INF-STK5010 – Statistical Bioinformatics - Learning from big data in the life sciences
Course description
Schedule, syllabus and examination date
Course content
The focus of the course is statistical and bioinformatical methods commonly used to analyze big datasets found within the life sciences. Examples are taken from single nucleotide polymorphism (SNP) analyses, high throughput sequence analyses, expression analyses, genome wide association studies (GWAS) and other genomics related fields. Some of the methods taught are quality control of big datasets, statistical testing and significance for big datasets, clustering, classification, multidimensional analysis, visualization, resampling, bootstrapping and network analysis. The statistical environment R will be used. The course is intended both for students with a background in biology or medicine wishing to extend their knowledge into the statistical domain, and for statisticians or computer scientists who wish to gain insight into how statistical methods are used for big datasets in general and within biology in particular.
Learning outcome
- The student will get an overview of the unique statistical problems that accompany big datasets within the life sciences.

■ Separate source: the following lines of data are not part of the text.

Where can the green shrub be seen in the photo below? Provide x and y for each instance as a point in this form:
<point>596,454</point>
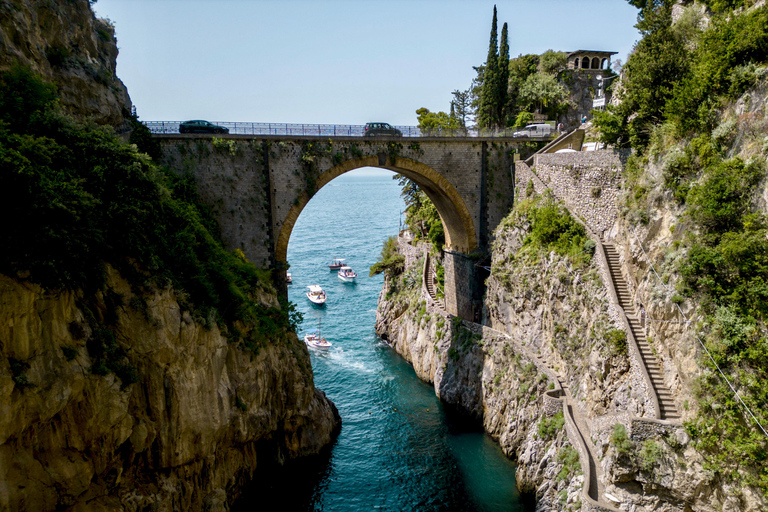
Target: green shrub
<point>553,229</point>
<point>569,458</point>
<point>390,261</point>
<point>617,340</point>
<point>620,440</point>
<point>550,426</point>
<point>80,198</point>
<point>650,453</point>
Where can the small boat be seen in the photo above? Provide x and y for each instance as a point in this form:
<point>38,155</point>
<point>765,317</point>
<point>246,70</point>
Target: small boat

- The student will gain knowledge about how big datasets can be statistically and bioinformatically analyzed.
- By the end of the course you will be able to write your own workflows in R and use several already existing R packages to analyze your own big datasets.
Admission
Students who are admitted to study programmes at UiO must each semester register which courses and exams they wish to sign up for in Studentweb.
If you are not already enrolled as a student at UiO, please see our information about admission requirements and procedures.
Prerequisites
Recommended previous knowledge
No formal requirements. The two first weeks will consist of introductory lectures. Students with a background in statistics or computer science will get an introduction to biology and biological datasets. Students with a background in biology or medicine will get an introduction to statistics and the R environment. The two sets of introductory lectures will not take place at the same time hence students that want to follow both introductions are welcome to do that.
Overlapping courses
- 10 credits overlap with INF-STK9010 – Statistical Bioinformatics - Learning from big data in the life sciences (discontinued)
- 3 credits overlap with STK4030 – Statistical Learning: Advanced Regression and Classification (discontinued)
- 3 credits overlap with STK9030 – Statistical Learning: Advanced Regression and Classification (discontinued)
It is possible to take a Special Syllabus with three credits if needed.
Teaching
2 hours of lectures and 2 hours of exercises per week. Mandatory assignments must be completed during the course. Rules for mandatory assignments.
Examination
4 hour written exam. The mandatory assignments must be approved prior to the exam.
Examination support material
No examination support material is allowed.
Language of examination
The examination text is given in English, and you submit your response in English.
Grading scale
Grades are awarded on a scale from A to F, where A is the best grade and F is a fail. Read more about the grading system.
Explanations and appeals
Resit an examination
Students who can document a valid reason for absence from the regular examination are offered a postponed examination at the beginning of the next semester.
Re-scheduled examinations are not offered to students who withdraw during, or did not pass the original examination.
Special examination arrangements
Application form, deadline and requirements for special examination arrangements.
Evaluation
The course is subject to continuous evaluation. At regular intervals we also ask students to participate in a more comprehensive evaluation.